Objectif : 60 milliards d’euros de recettes touristiques en 2020

Le conseil interministériel du tourisme a aussi réaffirmé son objectif de faire progresser les recettes du tourisme international à 60 milliards d’euros en 2020 (contre 56,2 milliards estimés en 2018) en augmentant la dépense moyenne par touriste. Pour y contribuer, il a prévu un plan « détaxe » pour « renforcer la dynamique qui met la France au cœur des destinations d’achats pour les touristes étrangers ». Concrètement, en 2020, le délai entre la réalisation de l’opération et l’obtention du bordereau passera de 1 jour (actuellement) à 3 jours. De plus, le plafond de remboursement en cash de la détaxe sera augmenté de 1 000 à 3 000€. Enfin, fin 2021, le seuil de détaxe sera abaissé de 175 à 100 €.

Atout France doit baisser de 4 millions d’euros sa masse salariale d’ici 2020

Parmi les autres décisions, le gouvernement a officialisé son intention de réorganiser Atout France.
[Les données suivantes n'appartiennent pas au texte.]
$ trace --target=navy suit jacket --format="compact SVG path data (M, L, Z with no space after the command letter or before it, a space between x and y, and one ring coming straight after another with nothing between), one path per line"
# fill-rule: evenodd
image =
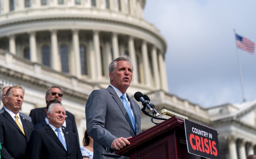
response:
M1 158L26 158L25 156L27 143L34 130L33 123L20 114L25 132L24 135L14 120L5 111L0 114L0 141L2 144Z
M33 131L27 149L29 159L82 158L76 134L62 127L67 151L49 125Z
M135 130L123 104L111 86L94 90L89 96L85 113L87 131L93 139L94 159L129 158L115 154L111 148L115 139L140 133L140 106L127 96L134 115Z
M31 110L29 116L31 117L32 119L32 122L34 124L43 122L44 121L46 117L46 113L45 113L45 109L46 107L35 108ZM78 139L78 133L77 131L77 124L75 120L75 116L72 113L67 111L66 111L66 126L67 126L69 130L76 134L77 136ZM36 127L36 129L37 129L47 125L45 124L46 123L41 123L41 124L35 125L35 127Z

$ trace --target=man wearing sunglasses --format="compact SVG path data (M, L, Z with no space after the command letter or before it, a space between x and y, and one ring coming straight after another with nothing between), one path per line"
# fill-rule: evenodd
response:
M62 91L60 87L53 86L47 90L45 95L46 103L52 100L55 100L61 102L63 96ZM35 108L31 110L29 116L31 117L32 122L34 124L45 121L48 122L46 117L47 107ZM66 111L66 119L62 126L68 130L75 134L78 139L78 134L75 116L71 113ZM42 124L43 125L43 124Z

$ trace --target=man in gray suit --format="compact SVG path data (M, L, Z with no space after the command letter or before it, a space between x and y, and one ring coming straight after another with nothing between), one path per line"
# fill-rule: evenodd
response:
M2 109L0 109L0 114L3 113L3 112L5 111L5 106L6 105L6 103L5 102L5 94L6 93L6 92L7 90L9 89L9 88L12 86L10 85L4 86L2 88L2 89L1 89L1 92L0 92L0 97L1 97L1 100L4 106ZM31 118L30 116L21 112L19 112L19 113L21 115L27 120L30 121L32 121Z
M86 127L93 139L93 158L129 158L116 155L130 142L127 139L140 133L140 106L126 91L133 67L130 58L114 60L109 66L111 85L94 90L85 107Z

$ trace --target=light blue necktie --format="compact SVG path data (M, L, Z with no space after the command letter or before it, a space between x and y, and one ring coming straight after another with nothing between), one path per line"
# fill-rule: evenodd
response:
M64 146L64 148L65 148L65 149L66 150L66 151L67 151L67 146L66 145L66 143L65 143L65 142L64 141L64 140L63 139L63 137L62 137L62 135L61 135L61 134L60 134L60 129L55 129L55 131L58 132L58 138L59 138L60 141L60 142L61 142L62 144L63 145L63 146Z
M126 100L125 96L123 94L121 96L121 98L123 99L123 104L124 106L124 107L126 110L126 111L129 115L129 117L130 117L130 119L132 122L132 123L133 124L133 128L135 130L135 123L134 122L134 120L133 119L133 115L132 114L132 111L131 111L131 109L130 108L130 106L129 105L129 103Z

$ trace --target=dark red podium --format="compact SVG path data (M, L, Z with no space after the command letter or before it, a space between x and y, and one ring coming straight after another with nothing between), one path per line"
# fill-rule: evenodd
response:
M188 152L183 118L174 116L129 140L131 144L117 150L130 159L205 158Z

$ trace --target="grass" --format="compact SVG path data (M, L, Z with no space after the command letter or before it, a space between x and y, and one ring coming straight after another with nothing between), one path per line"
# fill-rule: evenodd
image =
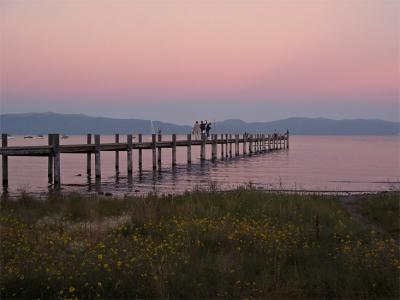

Lui qui cherche à réduire de 10% de la masse salariale de l’État à l’étranger a donc demandé à Atout France de baisser de 4 millions d’euros sa masse salariale d’ici 2020. Afin de poursuivre ses actions de promotion, Atout France devra rechercher des synergies avec Business France, l’ex-Agence française pour les investissements internationaux, chargée notamment d’aider les PME à se développer à l’international.

Le gouvernement considère que ces mesures d’économies visent à « redonner de la marge de manœuvre » à Atout France (sic), pour « lui permettre d’assurer ses missions d’agence de développement touristique et de poursuivre sa dynamique partenariale avec les professionnels publics et privés du tourisme ». Le conseil ajoute : « le nouveau modèle d’entreprise à construire nécessite une réflexion stratégique sur les missions qu’Atout France doit effectuer à l’étranger et depuis le siège, dans un souci d’efficacité, tout en tenant compte des spécificités des marchés émetteurs ».

Rappelons que la nouvelle gouvernance d’Atout France est ainsi composée : Christian Mantéi, président du conseil d’administration et Caroline Leboucher, DG.